Cette volon­té de réa­lisme est notable et louable, mais elle se heurte hélas à un autre aspect du film : l’an­thro­po­mor­phisme outran­cier. Certes, il était néces­saire d’hu­ma­ni­ser un peu les têtes des ani­maux pour pou­voir leur don­ner des mimiques, mais l’en­semble du fond reste très « papa-maman-les enfants », chose qui exis­tait peut-être chez l’es­pèce humaine dans les années 40 mais qui n’a jamais été le fort des cerfs et des lièvres. On note­ra éga­le­ment un équi­libre des nais­sances un peu étrange chez les cerfs : il doit y avoir, à vue de nez, une ving­taine de mâles par femelle, ce qui explique sans doute pour­quoi l’im­mense majo­ri­té de ceux-ci passent leur vie à cou­rir en trou­peau sans ser­vir à rien.

Les mamans emmènent les bébés au parc pour les sociabiliser. Euh… Oo' - photo Disney
Les mamans emmènent les bébés au parc pour les socia­bi­li­ser. Euh… Oo” — pho­to Disney

Et que dire du hibou qui dis­cute gen­ti­ment (ou râle gen­ti­ment) avec les cam­pa­gnols ? S’il est tout le temps fati­gué, c’est peut-être parce qu’il ne mange pas assez, je dis ça comme ça… Cet arte­fact a bien sûr l’in­té­rêt de faire de l’homme le seul enne­mi, le seul ani­mal déna­tu­ré, le seul truc vrai­ment dan­ge­reux, et en cela Bambi est peut-être la pre­mière grande fable éco­lo du ciné­ma, mais faire de tous les ani­maux (sauf les cerfs pen­dant le brame) des gen­tils amis ne peut que cho­quer. Le scé­na­rio est sans doute le domaine où le film a le plus mal vieilli, vu que dès les années 60 Disney lui-même avait com­men­cé à intro­duire des per­son­nages un peu plus ambi­gus dans des uni­vers un peu moins mani­chéens — la rou­blar­dise était même un trait récur­rent de cer­tains de ses « héros », à par­tir du clo­chard de Belle.

Vous pou­vez d’ailleurs reprendre tel quel un reproche que j’a­vais adres­sé à cet autre clas­sique Disney : la musique. La. putain. de. musique.
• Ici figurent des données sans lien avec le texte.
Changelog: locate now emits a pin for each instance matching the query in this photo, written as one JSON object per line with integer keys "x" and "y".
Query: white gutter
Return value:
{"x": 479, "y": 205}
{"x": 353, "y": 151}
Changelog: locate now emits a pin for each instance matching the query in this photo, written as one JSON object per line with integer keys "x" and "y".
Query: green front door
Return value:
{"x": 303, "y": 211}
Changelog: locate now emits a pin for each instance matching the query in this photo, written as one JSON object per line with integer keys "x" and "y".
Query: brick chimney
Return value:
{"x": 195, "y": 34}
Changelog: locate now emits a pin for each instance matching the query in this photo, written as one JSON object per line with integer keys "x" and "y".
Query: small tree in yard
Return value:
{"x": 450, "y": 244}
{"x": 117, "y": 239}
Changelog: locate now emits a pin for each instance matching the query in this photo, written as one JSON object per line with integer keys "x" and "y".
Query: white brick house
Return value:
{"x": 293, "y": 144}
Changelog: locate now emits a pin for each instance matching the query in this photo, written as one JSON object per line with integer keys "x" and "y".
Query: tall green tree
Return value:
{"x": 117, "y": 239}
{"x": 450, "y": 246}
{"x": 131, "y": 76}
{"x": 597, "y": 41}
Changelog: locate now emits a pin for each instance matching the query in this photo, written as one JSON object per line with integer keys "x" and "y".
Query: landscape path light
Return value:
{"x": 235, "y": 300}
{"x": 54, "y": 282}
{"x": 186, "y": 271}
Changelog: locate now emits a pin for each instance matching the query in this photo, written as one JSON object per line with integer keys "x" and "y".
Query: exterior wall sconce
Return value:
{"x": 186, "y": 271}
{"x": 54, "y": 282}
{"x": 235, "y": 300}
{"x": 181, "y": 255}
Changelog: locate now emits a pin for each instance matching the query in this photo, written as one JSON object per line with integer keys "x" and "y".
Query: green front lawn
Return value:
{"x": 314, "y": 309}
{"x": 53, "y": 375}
De tout Bambi, il n’y a qu’un mor­ceau écou­table, La chan­son de la pluie : le reste, c’est Mireille Mathieu qui s’est coin­cé un orteil dans une porte. Quand on pense que, vingt-cinq ans plus tard, les mêmes stu­dios pon­draient la BO du Livre de la jungle et des Aristochats, c’est à pleurer.

L’ensemble, éton­nam­ment avant-gar­diste et tou­jours d’ac­tua­li­té sur le plan tech­nique, souffre donc avant tout d’un scé­na­rio qui a mal vieilli (mal­gré la pré­sen­ta­tion de l’homme comme super-nui­sible qui tranche un peu pour l’é­poque) et d’une bande ori­gi­nale épouvantable.